FIG. 4. — Cathepsin B protein and cysteine protease activity in rat CSF after TBI. **(A)** Representative western blots of cathepsin B in CSF collected from naïve controls or from craniotomy or PBBI injured rats at 1 day (top), 3 days (center), or 7 days (bottom). Recombinant rat CatB standards [range: 2.55 ng/lane] and the molecular weight markers (M) are indicated for each blot. Numbered tick-marks signify (–1) ProCatB, (–2) MatCatB. **(B)** Quantitation of proCatB and MatCatB based on densitometry. Data are displayed as the mean ± SEM for craniotomy (ProCatB, white bars; MatCatB, light gray bars) or PBBI (ProCatB, dark gray bars; MatCatB, black bars). Naïve controls are indicated for ProCatB (dotted line, mean = 1) and MatCatB (solid line). **(C)** Quantitative enzyme activity determined in CSF isolated at 1, 3, or 7 days after injury. Post-injury time (x axis, days) compared with FR-AMC generated (y axis, mean ± SEM AMC μM/60 min reaction/1.25 μL final volume × 40 [dilution factor]) is displayed for craniotomy (gray bars) and PBBI (black bars). Activity derived from naïve controls is indicated (solid line). **(D)** Inhibition of cysteine protease activity CSF collected 1 day, 3 days, or 7 days after craniotomy (gray bars) or PBBI (black bars). Inhibition of cysteine protease activity was determined after incubation with 1 nM of CA-074 (x axis) and is displayed as the percent (%) of inhibition compared with the reaction without CA-074 (0%) as in C. Inhibition within CSF from naïve controls is indicated (solid line). Statistically significant values are indicated (#p ≤ 0.05 injury vs. naïve control, *p ≤ 0.05 craniotomy vs. PBBI, ANOVA with the Tukey multiple comparisons post-test). ANOVA, analysis of variance; CSF, cerebrospinal fluid; FR-AMC, z-Phe-Arg-amino-methyl coumarin; PBBI, penetrating ballistic-like brain injury; SEM, standard error of the mean; TBI, traumatic brain injury.

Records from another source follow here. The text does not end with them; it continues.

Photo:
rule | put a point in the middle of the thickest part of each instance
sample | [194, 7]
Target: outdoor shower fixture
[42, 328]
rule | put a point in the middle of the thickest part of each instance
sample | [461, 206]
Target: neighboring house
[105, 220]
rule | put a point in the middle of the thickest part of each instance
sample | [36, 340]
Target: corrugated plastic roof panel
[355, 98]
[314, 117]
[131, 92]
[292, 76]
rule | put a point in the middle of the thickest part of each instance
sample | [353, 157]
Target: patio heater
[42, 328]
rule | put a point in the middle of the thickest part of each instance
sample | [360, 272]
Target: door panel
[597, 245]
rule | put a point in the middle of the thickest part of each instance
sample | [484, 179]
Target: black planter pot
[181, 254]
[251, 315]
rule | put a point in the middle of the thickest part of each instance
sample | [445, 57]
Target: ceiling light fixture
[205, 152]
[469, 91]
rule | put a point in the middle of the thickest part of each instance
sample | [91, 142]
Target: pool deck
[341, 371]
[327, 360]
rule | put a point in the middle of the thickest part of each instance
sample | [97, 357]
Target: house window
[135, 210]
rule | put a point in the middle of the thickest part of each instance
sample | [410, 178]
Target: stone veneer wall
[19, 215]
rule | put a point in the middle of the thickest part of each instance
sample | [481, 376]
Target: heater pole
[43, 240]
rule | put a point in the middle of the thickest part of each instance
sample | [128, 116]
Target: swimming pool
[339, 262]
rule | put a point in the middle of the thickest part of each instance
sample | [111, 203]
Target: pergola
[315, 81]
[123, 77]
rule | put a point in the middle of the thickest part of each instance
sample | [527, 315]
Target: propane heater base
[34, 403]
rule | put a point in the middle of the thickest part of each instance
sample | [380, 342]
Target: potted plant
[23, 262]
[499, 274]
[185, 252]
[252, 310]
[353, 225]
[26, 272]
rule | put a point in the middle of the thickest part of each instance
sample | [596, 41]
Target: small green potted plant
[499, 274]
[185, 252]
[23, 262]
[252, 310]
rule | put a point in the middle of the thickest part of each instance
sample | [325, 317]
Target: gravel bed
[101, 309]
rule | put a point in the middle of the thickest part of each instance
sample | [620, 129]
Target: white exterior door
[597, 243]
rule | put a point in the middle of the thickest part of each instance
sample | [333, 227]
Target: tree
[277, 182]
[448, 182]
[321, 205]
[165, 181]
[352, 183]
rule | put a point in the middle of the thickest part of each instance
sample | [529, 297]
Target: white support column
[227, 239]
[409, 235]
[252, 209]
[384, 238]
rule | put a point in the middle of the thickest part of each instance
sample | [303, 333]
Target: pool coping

Average cysteine protease activity was similar among CSF samples collected from naïve controls (2.24 ± 0.74 μM) and those collected 1–7 days after craniotomy (range: 3.49 ± 0.22 to 4.38 ± 0.91 μM) or 1 day after PBBI (2.15 ± 0.73 μM) (Fig. 4C). After PBBI, activity levels nearly tripled at 3 days (5.83 ± 1.14 μM), yet fell to near naïve levels at 7 days (2.52 ± 0.61 μM). Next, relative levels of cysteine protease activity were determined in the presence of 1 nM CA-074, a CatB-specific inhibitor (Fig. 4D). The profile cysteine protease activity mitigation was consistent with that of matCatB protein levels and of protease activity in CSF. Here, CA-074 effectively inhibited cysteine protease activity in CSF collected from naïve controls (61.9 ± 21.3%), 1–7 days after craniotomy (range: 34.7 ± 4.02% to 61.0 ± 4.81%, n.s.). Inhibition was also robust in CSF collected after PBBI. Interestingly, inhibition by CA-074 was highest 3 days after PBBI (55.7 ± 9.80%, n.s.), compared with 1 day (26.5 ± 22.9%, n.s.) or 3 days (16.0 ± 21.5% n.s.), although these effects were not statistically significant by ANOVA. Overall, this profile indicates that CSF samples from injured rat brain are sensitive to the CatB selective inhibitor, CA-074, across time.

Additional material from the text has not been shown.